“Bugün onların ağızlarını mühürleriz. Kazanmış olduklarını (yaptıklarını) Bize onların elleri anlatır, ayakları şahitlik eder”
(Yasin/65)
İnsanın hakikati nefsi natıkasıdır. Nefsi natıka insanın yaşamı boyunca yaptıklarını kaydeden bilgisayar gibidir. Sesli-görüntülü bir kayıt cihazı gibidir. Üstelik gizli olan niyetlerini bile kaydeder. Nefsi natıkanın merkezi kalptir. Kalpten bütün vücuda hakimiyeti vardır. Her uzuvda, her hücreden haberi vardır. Bir uzuv kesilse (örneğin el) o uzvun yok olmasıyla nefsi natıkanın nuru oradan kaybolmaz. Vücud da ve vücudun dışında bile hakimiyeti vardır. Nefsi natıka haydır ve idrak sahibidir. Her şeye alimdir. Zira Allah’ın nurundandır ve Kur’anın sırrını taşır.
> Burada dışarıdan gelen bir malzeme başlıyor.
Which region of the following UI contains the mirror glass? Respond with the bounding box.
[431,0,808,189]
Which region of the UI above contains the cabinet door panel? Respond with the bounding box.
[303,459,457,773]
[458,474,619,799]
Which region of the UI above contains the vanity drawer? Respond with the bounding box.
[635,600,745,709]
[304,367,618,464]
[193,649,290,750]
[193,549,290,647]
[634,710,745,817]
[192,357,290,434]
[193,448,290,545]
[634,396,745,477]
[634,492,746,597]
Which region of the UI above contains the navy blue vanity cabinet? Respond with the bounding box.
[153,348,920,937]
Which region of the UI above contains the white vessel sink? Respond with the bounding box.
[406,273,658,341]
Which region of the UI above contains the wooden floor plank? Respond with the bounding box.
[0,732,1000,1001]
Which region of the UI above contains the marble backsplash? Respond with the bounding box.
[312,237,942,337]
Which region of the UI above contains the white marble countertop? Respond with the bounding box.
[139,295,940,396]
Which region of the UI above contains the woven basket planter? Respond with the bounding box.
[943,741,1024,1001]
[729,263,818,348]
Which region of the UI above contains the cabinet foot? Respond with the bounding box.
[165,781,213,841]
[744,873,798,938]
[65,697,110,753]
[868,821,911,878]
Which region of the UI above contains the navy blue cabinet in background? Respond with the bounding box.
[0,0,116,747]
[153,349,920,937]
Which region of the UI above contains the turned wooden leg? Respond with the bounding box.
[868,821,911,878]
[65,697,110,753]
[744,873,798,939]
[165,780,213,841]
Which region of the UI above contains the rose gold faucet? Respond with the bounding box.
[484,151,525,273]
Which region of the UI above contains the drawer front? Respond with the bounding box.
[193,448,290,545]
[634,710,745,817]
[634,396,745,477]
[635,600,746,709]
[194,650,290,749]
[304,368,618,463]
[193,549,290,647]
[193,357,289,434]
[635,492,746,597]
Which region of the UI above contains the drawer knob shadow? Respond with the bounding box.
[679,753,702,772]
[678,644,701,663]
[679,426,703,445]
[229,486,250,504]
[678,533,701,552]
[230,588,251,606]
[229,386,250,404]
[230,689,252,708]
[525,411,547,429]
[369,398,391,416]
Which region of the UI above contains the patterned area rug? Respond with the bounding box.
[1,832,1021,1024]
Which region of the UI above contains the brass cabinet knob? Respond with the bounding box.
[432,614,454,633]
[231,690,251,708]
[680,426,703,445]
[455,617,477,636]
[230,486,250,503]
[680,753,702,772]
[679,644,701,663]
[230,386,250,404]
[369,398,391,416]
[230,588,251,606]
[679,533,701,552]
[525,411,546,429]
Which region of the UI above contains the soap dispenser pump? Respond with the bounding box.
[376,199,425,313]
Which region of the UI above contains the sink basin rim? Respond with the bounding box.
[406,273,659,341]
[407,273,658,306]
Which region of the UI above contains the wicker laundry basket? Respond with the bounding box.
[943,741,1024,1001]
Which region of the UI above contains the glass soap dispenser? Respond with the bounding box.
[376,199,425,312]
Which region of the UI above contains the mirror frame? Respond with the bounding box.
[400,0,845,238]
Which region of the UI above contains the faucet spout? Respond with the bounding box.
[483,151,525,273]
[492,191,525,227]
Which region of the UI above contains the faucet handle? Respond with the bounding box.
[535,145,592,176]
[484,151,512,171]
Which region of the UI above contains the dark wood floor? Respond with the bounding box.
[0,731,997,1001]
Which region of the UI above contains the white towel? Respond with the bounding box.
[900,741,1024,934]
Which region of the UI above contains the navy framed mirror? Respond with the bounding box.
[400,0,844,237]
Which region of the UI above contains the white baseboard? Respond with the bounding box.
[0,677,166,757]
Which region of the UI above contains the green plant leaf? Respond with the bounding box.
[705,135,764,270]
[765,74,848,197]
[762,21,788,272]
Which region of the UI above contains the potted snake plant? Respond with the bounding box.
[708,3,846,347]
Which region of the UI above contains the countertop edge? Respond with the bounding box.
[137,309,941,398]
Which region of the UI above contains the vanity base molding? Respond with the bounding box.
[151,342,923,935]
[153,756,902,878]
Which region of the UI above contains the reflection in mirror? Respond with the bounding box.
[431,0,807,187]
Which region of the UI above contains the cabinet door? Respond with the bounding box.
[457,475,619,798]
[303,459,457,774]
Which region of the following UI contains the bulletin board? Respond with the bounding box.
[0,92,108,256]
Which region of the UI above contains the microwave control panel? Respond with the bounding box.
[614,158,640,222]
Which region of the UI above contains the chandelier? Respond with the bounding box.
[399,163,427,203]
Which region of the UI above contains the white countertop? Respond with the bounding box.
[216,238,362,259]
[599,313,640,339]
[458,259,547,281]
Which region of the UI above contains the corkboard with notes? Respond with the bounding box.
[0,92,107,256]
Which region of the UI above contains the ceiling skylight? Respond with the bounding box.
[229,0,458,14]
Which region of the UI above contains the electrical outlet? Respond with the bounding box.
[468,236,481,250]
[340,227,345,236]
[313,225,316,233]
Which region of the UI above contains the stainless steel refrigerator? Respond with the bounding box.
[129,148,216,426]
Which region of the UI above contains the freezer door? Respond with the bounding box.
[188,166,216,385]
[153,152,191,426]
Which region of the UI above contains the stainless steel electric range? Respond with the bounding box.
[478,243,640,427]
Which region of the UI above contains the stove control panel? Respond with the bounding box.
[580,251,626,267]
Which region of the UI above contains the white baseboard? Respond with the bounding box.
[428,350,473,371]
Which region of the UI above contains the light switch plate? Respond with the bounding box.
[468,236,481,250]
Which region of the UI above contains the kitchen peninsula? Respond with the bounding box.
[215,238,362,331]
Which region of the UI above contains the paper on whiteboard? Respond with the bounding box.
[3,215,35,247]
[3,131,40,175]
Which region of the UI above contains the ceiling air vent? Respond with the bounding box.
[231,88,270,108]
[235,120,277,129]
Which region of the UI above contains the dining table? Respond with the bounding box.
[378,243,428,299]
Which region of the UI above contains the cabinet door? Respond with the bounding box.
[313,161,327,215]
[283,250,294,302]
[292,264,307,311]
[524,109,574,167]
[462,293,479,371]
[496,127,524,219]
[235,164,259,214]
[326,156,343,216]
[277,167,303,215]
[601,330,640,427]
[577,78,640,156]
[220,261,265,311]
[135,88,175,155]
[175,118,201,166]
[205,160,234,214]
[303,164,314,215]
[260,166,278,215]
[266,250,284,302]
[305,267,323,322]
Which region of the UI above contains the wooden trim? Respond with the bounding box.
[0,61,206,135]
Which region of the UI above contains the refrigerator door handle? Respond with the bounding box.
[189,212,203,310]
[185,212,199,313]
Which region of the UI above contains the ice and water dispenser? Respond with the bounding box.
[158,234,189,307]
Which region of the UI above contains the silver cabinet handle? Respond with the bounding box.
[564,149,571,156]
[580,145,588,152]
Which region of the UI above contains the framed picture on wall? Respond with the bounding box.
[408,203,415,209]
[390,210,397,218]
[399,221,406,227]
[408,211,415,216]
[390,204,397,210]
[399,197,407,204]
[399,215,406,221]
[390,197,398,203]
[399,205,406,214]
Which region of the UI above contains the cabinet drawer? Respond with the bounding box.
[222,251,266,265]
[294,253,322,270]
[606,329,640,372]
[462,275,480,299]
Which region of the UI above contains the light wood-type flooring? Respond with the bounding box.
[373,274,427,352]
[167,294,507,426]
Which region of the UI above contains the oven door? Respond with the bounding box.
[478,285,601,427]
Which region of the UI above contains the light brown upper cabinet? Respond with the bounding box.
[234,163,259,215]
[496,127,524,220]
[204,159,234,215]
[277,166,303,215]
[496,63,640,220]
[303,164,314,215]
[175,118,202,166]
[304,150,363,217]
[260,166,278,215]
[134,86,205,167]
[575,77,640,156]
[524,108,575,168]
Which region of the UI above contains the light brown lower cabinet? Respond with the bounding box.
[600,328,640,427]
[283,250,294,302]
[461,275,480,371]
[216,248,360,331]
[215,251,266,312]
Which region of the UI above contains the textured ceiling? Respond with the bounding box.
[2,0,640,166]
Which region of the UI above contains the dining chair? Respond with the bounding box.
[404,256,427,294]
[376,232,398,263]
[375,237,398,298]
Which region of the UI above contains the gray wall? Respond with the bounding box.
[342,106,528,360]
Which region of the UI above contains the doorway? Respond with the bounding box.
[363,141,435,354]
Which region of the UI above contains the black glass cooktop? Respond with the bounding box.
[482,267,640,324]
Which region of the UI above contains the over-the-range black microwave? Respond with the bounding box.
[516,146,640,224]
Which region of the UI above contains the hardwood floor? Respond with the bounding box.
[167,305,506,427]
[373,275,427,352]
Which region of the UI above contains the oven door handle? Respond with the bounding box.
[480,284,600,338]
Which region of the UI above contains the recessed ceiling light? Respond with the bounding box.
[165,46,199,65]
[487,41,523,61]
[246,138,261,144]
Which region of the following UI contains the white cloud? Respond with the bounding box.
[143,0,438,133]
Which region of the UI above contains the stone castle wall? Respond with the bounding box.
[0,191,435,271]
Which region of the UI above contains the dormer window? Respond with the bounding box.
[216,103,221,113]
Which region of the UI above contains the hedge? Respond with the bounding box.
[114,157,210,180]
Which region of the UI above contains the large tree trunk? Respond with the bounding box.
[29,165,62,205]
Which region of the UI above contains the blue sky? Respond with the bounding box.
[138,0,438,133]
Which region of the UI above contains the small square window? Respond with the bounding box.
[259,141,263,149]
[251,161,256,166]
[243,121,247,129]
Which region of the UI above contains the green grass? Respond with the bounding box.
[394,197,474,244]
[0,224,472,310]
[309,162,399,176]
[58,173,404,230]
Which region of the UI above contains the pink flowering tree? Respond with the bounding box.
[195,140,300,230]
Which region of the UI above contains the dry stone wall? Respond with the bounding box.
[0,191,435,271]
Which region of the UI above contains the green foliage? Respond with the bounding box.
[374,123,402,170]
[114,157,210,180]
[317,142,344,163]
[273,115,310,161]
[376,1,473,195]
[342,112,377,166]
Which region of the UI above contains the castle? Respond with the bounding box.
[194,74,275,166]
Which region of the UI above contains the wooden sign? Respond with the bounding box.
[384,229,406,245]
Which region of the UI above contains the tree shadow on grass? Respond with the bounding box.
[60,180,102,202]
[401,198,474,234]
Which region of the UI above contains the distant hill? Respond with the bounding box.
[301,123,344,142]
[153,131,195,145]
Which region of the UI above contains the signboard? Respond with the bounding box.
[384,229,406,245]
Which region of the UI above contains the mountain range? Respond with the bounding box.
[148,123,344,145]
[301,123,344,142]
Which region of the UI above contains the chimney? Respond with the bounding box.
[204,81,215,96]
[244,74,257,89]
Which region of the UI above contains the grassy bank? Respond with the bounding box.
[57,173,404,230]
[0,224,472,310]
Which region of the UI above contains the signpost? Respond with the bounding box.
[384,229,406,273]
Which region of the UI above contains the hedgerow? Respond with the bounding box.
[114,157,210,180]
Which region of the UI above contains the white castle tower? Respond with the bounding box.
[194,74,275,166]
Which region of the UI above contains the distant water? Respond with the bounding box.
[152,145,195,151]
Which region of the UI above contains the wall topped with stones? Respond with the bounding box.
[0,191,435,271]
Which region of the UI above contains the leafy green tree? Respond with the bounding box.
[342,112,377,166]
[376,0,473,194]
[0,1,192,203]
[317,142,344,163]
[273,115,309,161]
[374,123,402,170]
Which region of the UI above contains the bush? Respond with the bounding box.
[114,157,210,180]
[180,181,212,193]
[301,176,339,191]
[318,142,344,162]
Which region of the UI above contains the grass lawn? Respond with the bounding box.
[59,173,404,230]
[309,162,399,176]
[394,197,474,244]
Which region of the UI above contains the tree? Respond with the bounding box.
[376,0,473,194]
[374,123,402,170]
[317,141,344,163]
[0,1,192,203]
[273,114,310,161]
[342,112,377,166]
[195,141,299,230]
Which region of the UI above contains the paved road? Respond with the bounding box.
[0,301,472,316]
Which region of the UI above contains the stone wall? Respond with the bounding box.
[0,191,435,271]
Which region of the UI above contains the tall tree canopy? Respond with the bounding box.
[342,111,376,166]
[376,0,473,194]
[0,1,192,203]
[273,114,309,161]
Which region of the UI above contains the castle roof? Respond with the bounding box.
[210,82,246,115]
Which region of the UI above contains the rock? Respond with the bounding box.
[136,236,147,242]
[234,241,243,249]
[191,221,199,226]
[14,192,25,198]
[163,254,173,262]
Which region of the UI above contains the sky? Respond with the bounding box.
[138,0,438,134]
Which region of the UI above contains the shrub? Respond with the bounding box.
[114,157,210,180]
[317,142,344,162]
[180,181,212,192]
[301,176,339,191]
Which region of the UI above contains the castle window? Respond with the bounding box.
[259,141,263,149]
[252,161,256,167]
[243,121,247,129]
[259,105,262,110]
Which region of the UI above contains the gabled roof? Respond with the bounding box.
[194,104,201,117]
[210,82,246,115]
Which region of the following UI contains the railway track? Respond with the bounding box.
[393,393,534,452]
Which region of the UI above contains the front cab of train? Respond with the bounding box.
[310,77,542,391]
Nefsi natıka ölüm ile yok olmaz. “Nefs ölümü tadar” (Ankebut/57) ve boyut değiştirerek ahirette (cennet veya cehennem) yerini alır. Her şeye idrak sahibi olduğu için “idrak sahibi-konuşan nefis” adını aldığını, sahip olduklarını ifade edebilmesi için uzva ihtiyacıda yoktur. Her uzvun yapıp ettiklerine şahit olarak kendisindekileri Hakk’a aktarır. Böylece elleri ayakları vs. ile yapıp ettiklerini, nefsi natıkada kaydettiklerini aktarmış olur. Tıpkı bilgisayarda kayıtlı bir filmin tekrar seyredilmesi gibi…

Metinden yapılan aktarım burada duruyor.